FMDQ OTC Securities Exchange in collaboration with S&P Dow Jones Indices, the world’s leading provider of financial market indices, has commenced co-branding of indices with the successful transition of Nigeria’s foremost Sovereign Bond Index.
The index, known as S&P/FMDQ Nigeria Sovereign Bond Index, was formerly branded as S&P Nigeria Sovereign Bond Index, and tracks the performance of local currency denominated sovereign debt publicly issued by the federal government in the domestic market.
Both organisations had in 2017 announced the signing of a cooperation agreement to create and launch co-branded fixed income indices. According to FMDQ in a statement, the successful transition of the S&P/FMDQ Nigeria Sovereign Bond Index marked the activation of the inaugural co-branded index under the agreement.
It stated that a range of other S&P/FMDQ Fixed Income indices would be developed under the agreement. Alex Matturri, CEO of S&P Dow Jones Indices said: “We are pleased to collaborate with FMDQ to create benchmarks for Nigeria’s domestic fixed income markets. This is S&P Dow Jones Indices’ first ever agreement with an Africa-based securities exchange to offer fixed income indices.

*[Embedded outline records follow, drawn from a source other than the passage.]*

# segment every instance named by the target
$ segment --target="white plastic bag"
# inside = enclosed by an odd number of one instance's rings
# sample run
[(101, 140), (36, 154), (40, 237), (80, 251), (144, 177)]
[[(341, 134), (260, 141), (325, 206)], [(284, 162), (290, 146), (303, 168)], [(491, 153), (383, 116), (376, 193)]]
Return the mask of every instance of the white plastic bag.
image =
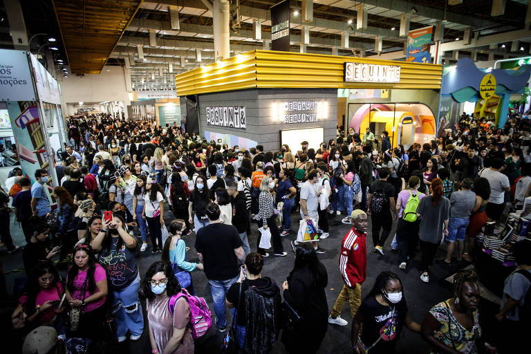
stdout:
[(258, 231), (262, 234), (262, 236), (260, 238), (260, 244), (258, 247), (264, 250), (271, 248), (271, 231), (269, 230), (269, 227), (266, 230), (263, 227), (259, 227)]
[(160, 226), (160, 232), (162, 234), (162, 244), (160, 247), (162, 248), (166, 243), (166, 239), (169, 236), (169, 232), (168, 232), (168, 229), (166, 228), (165, 225)]

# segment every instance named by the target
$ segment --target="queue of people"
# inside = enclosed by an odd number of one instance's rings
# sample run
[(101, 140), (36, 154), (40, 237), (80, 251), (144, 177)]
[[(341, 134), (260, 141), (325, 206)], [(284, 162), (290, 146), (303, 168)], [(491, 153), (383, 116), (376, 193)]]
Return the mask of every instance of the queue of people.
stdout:
[[(395, 272), (409, 268), (420, 248), (420, 279), (429, 282), (442, 243), (445, 263), (454, 262), (454, 252), (456, 262), (473, 260), (474, 238), (483, 225), (531, 195), (531, 160), (520, 147), (528, 136), (526, 122), (510, 120), (504, 135), (467, 122), (462, 120), (456, 133), (407, 149), (391, 147), (385, 131), (377, 144), (368, 130), (364, 143), (349, 134), (317, 151), (303, 141), (297, 151), (287, 145), (265, 151), (261, 145), (244, 149), (221, 139), (208, 142), (176, 125), (105, 115), (71, 119), (70, 131), (81, 133), (84, 141), (67, 146), (56, 167), (62, 180), (53, 189), (57, 209), (49, 202), (46, 170), (36, 171), (30, 187), (27, 178), (15, 182), (21, 187), (14, 196), (16, 216), (30, 226), (24, 230), (28, 244), (22, 252), (28, 281), (13, 325), (26, 333), (50, 326), (60, 340), (82, 338), (85, 344), (134, 342), (147, 329), (153, 354), (193, 353), (201, 335), (194, 313), (205, 311), (198, 305), (205, 294), (196, 294), (189, 274), (197, 270), (207, 279), (214, 326), (244, 353), (267, 353), (277, 341), (290, 353), (319, 351), (329, 324), (348, 324), (340, 316), (347, 301), (356, 353), (393, 353), (404, 326), (439, 352), (481, 352), (475, 274), (458, 273), (454, 297), (434, 306), (421, 325), (408, 315)], [(507, 199), (512, 185), (514, 196)], [(167, 209), (174, 218), (167, 226)], [(340, 247), (326, 241), (333, 218), (352, 227)], [(300, 226), (292, 228), (294, 223)], [(251, 250), (249, 237), (257, 228)], [(187, 261), (183, 241), (192, 232), (198, 263)], [(385, 257), (389, 236), (400, 261), (364, 297), (367, 250)], [(266, 259), (288, 254), (286, 237), (294, 239), (295, 257), (279, 287), (261, 272)], [(6, 245), (8, 239), (3, 234)], [(327, 270), (319, 255), (336, 247), (344, 284), (329, 313), (328, 274), (337, 270)], [(147, 252), (160, 254), (161, 261), (145, 272), (136, 259)], [(66, 277), (50, 261), (57, 254), (68, 263)], [(519, 257), (526, 270), (529, 261)], [(528, 277), (522, 277), (507, 286), (501, 321), (523, 319), (510, 315), (528, 292)]]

“The successful transition of the S&P/FMDQ Nigeria Sovereign Bond Index marks the beginning of our joint efforts to establish a more transparent environment for market participants to gain insights into the Nigerian capital market” According to Mr. Bola Onadele. Koko, Managing Director/CEO, FMDQ OTC Securities Exchange, “FMDQ, as part of its “GOLD” (Global Competitiveness, Operational Excellence, Liquid & Diverse) agenda for the Nigerian financial market, is committed to developing and increasing the market accessibility for all stakeholders including the investors.
“We are delighted to collaborate with S&P Dow Jones Indices to further deepen the markets through these index-based solutions and measures. As we see more domestic and global demand, for diverse and innovative investment products, the S&P/FMDQ index family will critically serve to raise the global exposure of the Nigeria fixed income assets and represent an opportunity to increase trading flows to the Nigerian financial market.”